強いって知っているサンジさんとゾロさんが傷だらけで怪物の足元に倒れているのが見えてた。怖いのは嘘じゃない。だけど、二人とも死んでない、まだ生きてる。
覚悟を決めたばかりなのに、その恐怖に打ち勝たなきゃどうするんだと、弱くなりそうな自分の心を奮い立たせる。だって私は一人じゃない。みんなも一人じゃない。



「ナミ…と、はっ、弱そうな小娘だな。今ちょうどどこぞの海賊どもをブチ殺そうとしてたとこだ。何しにここへ?」

「あんたを殺しに……!!!」

「殺しに!?シャハハハハハハハハハ!!おれ達といた8年間…お前がおれを何度殺そうとした…?暗殺…毒殺…奇襲…結果おれを殺せたか!!?貴様等人間ごときにゃおれを殺せねェことくらい身に染みてわかってるはずだ…!!!」



アーロン、そう呼ばれた怪物が並べる言葉に、身が震えるのを感じる。
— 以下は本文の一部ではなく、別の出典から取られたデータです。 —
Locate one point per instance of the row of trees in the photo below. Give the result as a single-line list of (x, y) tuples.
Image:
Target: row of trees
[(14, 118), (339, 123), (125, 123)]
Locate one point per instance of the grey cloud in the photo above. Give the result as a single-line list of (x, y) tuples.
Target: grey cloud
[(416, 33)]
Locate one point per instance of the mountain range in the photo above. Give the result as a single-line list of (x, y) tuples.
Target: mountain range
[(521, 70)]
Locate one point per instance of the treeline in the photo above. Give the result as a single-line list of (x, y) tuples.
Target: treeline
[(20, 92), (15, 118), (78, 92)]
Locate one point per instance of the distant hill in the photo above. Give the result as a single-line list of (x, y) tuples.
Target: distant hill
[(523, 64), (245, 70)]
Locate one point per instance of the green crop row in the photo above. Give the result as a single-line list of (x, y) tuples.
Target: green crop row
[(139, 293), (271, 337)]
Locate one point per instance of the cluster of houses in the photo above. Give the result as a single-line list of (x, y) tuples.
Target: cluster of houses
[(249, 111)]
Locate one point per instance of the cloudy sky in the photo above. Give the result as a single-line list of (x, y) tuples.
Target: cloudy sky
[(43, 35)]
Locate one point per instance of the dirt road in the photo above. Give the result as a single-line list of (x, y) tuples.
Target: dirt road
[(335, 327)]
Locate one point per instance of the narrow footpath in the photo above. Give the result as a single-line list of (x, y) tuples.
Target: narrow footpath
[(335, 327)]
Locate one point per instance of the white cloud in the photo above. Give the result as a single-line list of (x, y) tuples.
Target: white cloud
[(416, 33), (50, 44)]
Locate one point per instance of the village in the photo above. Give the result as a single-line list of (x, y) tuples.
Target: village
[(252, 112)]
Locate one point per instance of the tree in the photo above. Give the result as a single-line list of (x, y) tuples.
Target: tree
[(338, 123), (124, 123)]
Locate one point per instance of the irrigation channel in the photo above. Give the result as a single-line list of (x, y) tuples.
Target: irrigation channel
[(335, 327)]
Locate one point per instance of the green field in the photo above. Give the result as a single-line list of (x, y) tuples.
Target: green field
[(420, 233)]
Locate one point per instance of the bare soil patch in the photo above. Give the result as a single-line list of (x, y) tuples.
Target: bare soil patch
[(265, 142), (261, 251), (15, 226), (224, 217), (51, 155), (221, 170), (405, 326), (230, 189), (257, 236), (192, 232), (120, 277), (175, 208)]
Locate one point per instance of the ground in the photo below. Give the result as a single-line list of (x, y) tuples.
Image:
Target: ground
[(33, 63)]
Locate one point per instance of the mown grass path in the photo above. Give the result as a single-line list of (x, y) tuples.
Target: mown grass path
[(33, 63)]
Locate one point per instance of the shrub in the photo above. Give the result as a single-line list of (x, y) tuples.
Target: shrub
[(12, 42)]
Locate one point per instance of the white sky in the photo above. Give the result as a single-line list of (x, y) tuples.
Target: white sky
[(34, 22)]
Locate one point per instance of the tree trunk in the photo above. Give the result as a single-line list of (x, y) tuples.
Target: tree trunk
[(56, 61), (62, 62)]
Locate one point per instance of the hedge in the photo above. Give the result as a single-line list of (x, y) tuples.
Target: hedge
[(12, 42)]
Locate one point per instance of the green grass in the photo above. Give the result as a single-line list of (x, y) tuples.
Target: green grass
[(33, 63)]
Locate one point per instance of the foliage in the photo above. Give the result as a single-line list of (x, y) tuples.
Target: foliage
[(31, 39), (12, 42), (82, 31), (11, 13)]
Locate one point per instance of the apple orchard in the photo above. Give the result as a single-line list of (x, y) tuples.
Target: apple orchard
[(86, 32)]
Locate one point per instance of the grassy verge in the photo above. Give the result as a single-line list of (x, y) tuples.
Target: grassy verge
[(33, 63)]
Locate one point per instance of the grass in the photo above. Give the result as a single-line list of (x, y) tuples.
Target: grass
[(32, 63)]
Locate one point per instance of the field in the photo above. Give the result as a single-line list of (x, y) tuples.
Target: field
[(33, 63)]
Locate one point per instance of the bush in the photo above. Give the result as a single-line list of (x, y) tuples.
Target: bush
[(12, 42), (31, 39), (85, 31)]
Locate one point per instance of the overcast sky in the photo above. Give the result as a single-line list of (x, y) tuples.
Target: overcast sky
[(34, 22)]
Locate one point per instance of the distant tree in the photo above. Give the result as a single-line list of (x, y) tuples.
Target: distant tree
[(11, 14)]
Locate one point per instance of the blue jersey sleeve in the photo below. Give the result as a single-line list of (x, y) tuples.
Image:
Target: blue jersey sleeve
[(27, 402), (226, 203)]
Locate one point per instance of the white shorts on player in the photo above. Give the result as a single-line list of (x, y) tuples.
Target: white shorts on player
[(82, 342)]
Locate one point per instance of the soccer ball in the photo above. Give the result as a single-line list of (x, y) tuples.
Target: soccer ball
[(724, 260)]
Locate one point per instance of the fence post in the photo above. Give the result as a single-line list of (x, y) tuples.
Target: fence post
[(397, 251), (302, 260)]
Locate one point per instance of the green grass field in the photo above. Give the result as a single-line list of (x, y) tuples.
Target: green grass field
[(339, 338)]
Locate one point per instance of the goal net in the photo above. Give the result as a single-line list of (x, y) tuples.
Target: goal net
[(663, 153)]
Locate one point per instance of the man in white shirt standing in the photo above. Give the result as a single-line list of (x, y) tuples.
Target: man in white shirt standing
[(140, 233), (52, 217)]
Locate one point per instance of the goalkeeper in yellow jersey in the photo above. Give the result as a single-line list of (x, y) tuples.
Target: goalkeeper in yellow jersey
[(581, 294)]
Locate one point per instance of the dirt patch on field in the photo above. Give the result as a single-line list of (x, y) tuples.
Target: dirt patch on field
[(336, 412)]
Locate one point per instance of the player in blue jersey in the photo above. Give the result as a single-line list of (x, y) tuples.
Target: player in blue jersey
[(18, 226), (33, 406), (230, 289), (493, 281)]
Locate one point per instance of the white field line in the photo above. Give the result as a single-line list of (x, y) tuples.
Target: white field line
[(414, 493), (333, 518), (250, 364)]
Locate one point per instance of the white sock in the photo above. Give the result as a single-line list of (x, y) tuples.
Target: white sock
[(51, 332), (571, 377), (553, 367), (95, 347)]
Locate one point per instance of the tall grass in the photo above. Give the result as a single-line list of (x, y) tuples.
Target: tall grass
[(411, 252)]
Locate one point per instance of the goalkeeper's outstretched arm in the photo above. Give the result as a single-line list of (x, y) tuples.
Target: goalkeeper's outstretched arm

下品な笑い声が耳に、頭に響く。



「いいか…おれはお前を殺さねェし…お前はおれから逃げられん…!!!お前は永久にウチの“測量士”でいてもらう」



ナミさんが私の手を握る力が強くなるのがわかった。それは痛いほどの力で、私も思わず同じように握り返した。
アーロンは続ける。ナミさんには測量士を続けてほしいと。ナミさんが一味に戻ってきて海図を書いてくれるなら村のみんな“だけ”は助けてやってもいい、と。だけど倒れているサンジさんとゾロさんは違う。まるで石ころのように傷だらけの身体を蹴り、踏みつける。
こんな残酷な怪物に、ナミさんはずっと、身を捧げていたなんて。
何も知らなかったけれど、ほんの一部を知っただけだったのに締め付けられる胸。本当はこの何十倍、何百倍…きっともっと想像できない程の痛みを味わっていたんだと思うと胸が張り裂けそうになった。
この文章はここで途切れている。